Monday, October 31, 2005

Michael T. Burr on patent reform

The article talks about Brandon Shalton who has dedicated hundreds of hours of work to researching examples of prior art that would invalidate abusive patents. Although Shalton has provided this information for free to companies facing infringement notices from patent trolls and launched the Web site fightthepatent.com, only a few have had the resources to take the battle to court.

Of H.R. 2795, Shalton says: "It won't stop patent trolls. The patent office is an institution that some people believe exists to serve their purposes. A system that was intended to protect the 'little guy' from larger companies stealing their ideas is turning into a system that serves large companies who can just
patent anything."

Robert Armitage is quoted: "Any issue that goes to a fundamental feature of the patent system will have difficulty garnering the diversity of support needed to enact it into law."
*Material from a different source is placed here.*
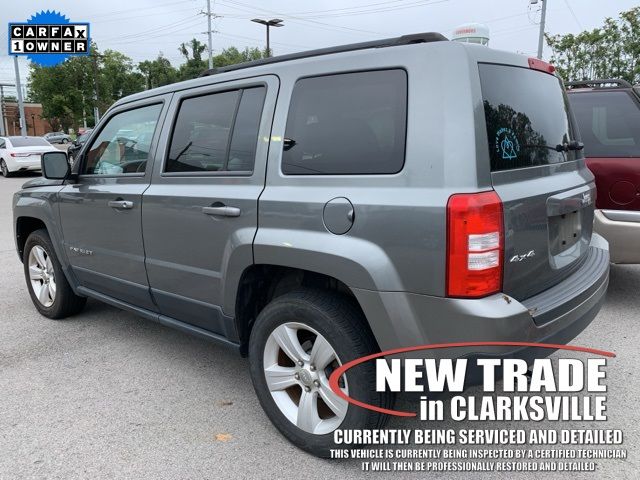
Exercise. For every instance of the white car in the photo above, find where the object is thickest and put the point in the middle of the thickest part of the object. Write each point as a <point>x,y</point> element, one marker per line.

Michael T. Burr stated: In fact the Patent Act of 2005 actually
might see a House floor vote this year.

Burr only obliquely mentioned fee diversion at the end of the article:
...does nothing to fix the basic problem of fee
diversion. Fortunately, anti-fee diversion legislation has gained momentum in Congress.


Funding did come up:
"It isn't going to work unless the PTO gets the funding," says Don
Martens, of counsel with Knobbe Martens Olson & Bear in Irvine, Calif. "I'm optimistic that it will get worked out, because everyone realizes the PTO needs financial resources."

from Michael T. Burr, Corporate Legal Times, October 2005.